Je comprends mieux tes longs silences...Chut ! Intense, essentiel, je dirai même refondateur ce qui t'arrive en ce moment, à tous niveaux ! J'espère que ce voyage avec Andrea dure encore, car souviens toi, les voyages importent bien plus que la destination poursuivie lorsque tu tires le bilan de ta vie....Si tu as voyagé, que ce soit en court, moyen ou long courrier, en classe éco ou en première, c'est juste que tu as vécu ! Une rivière de bisous mon amie, j'aime te sentir bien.

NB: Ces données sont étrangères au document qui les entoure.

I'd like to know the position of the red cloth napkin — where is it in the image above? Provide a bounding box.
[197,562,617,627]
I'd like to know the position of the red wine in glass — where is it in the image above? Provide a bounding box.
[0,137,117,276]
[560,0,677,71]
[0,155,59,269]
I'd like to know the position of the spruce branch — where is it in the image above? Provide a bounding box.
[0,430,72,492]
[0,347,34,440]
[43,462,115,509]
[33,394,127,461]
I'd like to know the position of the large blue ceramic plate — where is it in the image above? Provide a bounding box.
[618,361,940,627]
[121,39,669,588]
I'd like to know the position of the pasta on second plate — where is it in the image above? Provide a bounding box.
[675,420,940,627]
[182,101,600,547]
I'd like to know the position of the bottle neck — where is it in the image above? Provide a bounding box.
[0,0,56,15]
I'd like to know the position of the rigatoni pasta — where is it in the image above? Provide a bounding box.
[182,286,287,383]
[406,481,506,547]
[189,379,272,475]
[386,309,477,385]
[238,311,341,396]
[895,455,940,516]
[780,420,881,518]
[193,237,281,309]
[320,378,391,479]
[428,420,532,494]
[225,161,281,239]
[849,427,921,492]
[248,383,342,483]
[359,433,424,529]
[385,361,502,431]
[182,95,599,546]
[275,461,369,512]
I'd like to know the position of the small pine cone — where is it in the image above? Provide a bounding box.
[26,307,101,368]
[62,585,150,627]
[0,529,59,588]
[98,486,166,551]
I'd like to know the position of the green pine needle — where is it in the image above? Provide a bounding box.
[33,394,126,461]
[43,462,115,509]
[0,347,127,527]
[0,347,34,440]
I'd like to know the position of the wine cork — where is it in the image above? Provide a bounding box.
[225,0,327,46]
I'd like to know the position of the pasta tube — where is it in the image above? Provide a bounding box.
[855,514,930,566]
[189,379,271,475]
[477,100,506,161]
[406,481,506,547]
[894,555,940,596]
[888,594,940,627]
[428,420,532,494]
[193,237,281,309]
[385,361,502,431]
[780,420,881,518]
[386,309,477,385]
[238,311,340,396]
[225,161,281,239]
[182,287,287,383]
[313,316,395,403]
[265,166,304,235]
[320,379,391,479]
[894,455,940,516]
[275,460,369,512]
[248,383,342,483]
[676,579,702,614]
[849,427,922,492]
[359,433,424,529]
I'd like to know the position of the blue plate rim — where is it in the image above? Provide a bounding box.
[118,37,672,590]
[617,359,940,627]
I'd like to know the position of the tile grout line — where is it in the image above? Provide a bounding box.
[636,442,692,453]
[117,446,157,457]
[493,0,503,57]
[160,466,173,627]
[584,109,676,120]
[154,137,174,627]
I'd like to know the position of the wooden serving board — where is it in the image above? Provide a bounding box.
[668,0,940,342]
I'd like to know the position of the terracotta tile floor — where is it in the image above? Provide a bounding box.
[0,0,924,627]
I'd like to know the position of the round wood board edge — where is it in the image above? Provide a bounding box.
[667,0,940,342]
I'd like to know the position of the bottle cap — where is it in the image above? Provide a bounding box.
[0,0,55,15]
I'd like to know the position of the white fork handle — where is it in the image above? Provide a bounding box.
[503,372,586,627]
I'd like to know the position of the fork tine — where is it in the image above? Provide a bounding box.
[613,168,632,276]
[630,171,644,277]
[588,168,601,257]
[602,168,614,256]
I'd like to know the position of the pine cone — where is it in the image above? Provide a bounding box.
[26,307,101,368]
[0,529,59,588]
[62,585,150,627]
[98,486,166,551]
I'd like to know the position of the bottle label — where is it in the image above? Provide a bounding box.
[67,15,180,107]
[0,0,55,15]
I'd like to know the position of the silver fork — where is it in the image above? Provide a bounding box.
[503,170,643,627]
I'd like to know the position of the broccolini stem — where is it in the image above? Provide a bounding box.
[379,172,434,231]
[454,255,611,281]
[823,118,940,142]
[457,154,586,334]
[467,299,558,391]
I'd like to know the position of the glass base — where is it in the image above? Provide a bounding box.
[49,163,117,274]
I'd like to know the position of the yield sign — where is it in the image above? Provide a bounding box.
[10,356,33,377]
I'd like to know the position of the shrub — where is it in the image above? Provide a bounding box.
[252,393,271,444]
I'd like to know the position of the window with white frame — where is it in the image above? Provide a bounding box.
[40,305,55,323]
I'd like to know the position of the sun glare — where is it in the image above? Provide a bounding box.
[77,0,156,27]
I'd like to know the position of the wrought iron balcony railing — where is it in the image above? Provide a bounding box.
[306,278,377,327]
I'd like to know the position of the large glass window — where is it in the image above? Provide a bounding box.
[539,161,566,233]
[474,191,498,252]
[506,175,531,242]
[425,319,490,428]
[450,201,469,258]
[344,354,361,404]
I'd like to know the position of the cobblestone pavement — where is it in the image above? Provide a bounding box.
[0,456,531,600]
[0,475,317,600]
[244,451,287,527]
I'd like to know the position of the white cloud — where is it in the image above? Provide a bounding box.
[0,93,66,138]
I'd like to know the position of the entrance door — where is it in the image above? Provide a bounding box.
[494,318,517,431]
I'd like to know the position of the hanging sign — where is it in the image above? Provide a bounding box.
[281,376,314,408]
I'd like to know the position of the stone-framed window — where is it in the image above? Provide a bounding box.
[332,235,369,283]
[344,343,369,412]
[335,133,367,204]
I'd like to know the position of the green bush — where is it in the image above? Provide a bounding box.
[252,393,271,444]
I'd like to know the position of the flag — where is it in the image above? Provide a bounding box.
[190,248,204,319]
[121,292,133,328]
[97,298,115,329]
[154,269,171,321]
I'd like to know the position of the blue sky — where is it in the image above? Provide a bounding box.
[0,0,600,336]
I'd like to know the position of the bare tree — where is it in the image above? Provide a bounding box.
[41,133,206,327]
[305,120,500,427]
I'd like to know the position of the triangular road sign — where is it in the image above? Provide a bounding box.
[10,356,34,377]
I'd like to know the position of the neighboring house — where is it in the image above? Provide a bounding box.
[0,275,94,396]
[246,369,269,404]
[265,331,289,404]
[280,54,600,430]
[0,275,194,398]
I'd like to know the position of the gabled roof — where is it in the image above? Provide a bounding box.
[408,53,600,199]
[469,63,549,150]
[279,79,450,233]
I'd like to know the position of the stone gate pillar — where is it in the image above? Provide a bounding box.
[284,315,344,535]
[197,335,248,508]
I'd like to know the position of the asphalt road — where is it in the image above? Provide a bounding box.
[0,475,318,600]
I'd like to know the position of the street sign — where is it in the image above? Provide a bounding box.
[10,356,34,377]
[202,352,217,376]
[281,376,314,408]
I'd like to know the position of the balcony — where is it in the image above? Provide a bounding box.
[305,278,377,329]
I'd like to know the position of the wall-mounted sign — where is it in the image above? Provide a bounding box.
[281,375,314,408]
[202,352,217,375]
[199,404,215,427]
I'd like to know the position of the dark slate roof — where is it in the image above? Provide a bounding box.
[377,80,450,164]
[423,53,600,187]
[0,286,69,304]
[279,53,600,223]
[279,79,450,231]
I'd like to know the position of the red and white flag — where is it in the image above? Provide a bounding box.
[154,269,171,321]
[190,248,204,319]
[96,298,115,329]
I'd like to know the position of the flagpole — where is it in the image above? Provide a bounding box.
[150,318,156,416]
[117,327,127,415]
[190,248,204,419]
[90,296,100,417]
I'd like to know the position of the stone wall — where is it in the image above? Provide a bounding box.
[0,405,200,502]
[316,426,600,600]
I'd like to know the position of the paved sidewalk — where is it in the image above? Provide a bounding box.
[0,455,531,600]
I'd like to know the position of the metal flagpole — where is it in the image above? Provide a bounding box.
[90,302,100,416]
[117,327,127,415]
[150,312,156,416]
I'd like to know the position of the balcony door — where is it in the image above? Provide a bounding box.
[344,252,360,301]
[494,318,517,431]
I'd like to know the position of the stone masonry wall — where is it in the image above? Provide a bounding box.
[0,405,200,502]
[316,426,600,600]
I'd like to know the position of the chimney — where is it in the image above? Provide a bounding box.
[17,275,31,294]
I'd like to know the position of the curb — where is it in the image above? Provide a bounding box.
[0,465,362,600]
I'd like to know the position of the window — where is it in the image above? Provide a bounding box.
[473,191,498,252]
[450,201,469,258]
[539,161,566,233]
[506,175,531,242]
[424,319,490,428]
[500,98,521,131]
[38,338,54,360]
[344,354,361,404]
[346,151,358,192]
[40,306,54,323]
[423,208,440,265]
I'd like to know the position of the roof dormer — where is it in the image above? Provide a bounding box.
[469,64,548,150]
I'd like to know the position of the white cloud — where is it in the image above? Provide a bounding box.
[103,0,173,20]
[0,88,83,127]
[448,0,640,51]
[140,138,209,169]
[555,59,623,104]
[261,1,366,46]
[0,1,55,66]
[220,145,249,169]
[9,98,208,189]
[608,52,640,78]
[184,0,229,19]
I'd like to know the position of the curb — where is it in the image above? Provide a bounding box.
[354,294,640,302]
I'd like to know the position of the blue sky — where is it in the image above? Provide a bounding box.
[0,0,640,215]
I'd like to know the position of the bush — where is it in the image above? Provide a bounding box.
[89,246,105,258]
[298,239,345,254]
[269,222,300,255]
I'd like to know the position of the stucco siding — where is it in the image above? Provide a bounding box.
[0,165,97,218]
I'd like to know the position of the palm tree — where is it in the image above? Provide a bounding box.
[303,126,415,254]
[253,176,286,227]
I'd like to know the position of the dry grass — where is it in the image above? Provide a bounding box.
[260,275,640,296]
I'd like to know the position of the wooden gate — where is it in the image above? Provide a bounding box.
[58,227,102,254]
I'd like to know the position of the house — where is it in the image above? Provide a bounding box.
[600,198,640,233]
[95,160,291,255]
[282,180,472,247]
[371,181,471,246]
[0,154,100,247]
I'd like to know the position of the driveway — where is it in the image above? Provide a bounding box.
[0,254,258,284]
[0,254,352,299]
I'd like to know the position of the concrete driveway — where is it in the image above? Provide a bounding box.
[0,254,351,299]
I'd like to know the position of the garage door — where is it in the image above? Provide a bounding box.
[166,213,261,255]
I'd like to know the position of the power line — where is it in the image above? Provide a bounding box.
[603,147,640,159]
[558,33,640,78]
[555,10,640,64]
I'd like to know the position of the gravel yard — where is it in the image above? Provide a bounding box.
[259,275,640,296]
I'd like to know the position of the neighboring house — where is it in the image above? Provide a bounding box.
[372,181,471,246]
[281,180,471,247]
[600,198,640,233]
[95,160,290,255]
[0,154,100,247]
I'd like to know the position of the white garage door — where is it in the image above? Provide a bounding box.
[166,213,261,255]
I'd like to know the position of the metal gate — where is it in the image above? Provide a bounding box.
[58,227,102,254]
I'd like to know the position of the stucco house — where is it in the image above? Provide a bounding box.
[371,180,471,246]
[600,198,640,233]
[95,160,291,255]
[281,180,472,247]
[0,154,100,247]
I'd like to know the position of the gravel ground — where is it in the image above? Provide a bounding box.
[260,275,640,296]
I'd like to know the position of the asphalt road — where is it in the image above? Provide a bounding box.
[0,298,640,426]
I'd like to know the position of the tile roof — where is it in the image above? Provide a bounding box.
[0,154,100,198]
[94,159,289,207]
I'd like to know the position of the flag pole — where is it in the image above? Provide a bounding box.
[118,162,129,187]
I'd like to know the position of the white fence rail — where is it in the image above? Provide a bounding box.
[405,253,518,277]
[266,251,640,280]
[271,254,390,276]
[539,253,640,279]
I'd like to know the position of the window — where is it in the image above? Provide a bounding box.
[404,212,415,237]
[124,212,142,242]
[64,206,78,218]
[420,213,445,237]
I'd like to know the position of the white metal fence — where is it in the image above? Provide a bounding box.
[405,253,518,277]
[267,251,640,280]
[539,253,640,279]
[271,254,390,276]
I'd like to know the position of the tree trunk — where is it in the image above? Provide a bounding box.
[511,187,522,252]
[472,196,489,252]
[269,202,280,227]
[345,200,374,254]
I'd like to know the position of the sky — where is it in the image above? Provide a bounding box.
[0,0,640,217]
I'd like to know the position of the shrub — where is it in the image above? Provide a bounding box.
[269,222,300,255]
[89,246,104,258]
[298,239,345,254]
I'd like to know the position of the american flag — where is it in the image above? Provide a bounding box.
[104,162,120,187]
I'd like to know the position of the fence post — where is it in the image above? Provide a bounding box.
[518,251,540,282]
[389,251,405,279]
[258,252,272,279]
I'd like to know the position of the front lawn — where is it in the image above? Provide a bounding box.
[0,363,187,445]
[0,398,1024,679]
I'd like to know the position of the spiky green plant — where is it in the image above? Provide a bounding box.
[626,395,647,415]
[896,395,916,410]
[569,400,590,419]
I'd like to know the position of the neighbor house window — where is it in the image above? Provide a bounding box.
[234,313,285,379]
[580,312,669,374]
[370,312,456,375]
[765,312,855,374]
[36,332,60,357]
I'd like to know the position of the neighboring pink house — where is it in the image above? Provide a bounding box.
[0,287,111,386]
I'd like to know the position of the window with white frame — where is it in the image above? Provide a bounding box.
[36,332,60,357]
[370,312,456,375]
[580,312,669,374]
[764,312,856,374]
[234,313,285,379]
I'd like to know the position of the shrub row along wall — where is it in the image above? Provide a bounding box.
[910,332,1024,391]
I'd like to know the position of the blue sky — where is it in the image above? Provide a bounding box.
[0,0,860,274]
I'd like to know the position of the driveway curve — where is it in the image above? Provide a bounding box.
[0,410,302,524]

commentaire n° :1 posté par : Léo le: 04/11/2008 à 01h58
Coucou Léo,
J'ai sûrement pris un abonnement voyage-éclair chez mon voyagiste. :)  Mais au fond, courts ou longs, je m'en fiche.
Ces voyages au coeur de l'autre (des autres) sont uniques. Business class pour le coup, quand l'autre, tel Andrea, est prêt à s'embarquer avec toi. Et contrairement à cette célèbre phrase de film, le plus dur n'est pas l'atterrissage... parce qu'il n'y a pas de plus dur, que du bon.
Une rivière ? Arf, j'objecte avec un torrent !
réponse de : Chut ! le: 04/11/2008 à 18h02
bonjour miss.l'ère moderne enfin de mise pour ces dames qui osent faire le premier pas.Que c'est agréable...trop d'envie non avouée qui au final reste sans suite a cause d'une gène ou d'une mentalité d'une autre époque bises yohann
commentaire n° :2 posté par : yohann le: 04/11/2008 à 10h05
Tout à fait d'accord avec toi, Yohann ! Ces envies inavouées-là, restant sans suite et dont on se mord les doigts en se répétant "mais quelle idiote, si seulement j'avais osé !", ça me parle bien. :)
Mais de l'avis de ma coupine, je ne suis pas timide, mais pas du tout, avec les hommes. Elle n'a finalement pas tort, même si je peux être parfois pire qu'une midinette, rougir, bafouiller, et n'avoir qu'une envie : m'enfuir...
Bises aussi, of course.
réponse de : Chut ! le: 04/11/2008 à 17h52
Je vous lis depuis un moment. Parfois un plaisir simple, un sourire souvent, toujours une émotion. Là, la force qui émane de ce texte m'a profondément bouleversé. Outre la vérité d'une écriture aussi maitrisée.
commentaire n° :3 posté par : Slevtar le: 04/11/2008 à 19h58
Un grand merci à toi pour tout (je prends la liberté de te tutoyer !) : découvrir un commentaire fait toujours très plaisir, et encore plus lorsqu'il vient d'un "lecteur de l'ombre", qui a le goût délicieux d'avoir choisi Slevtar pour pseudo... voilà qui ne peut que me parler (il y a là comme la vision prophétique de la journée à venir !).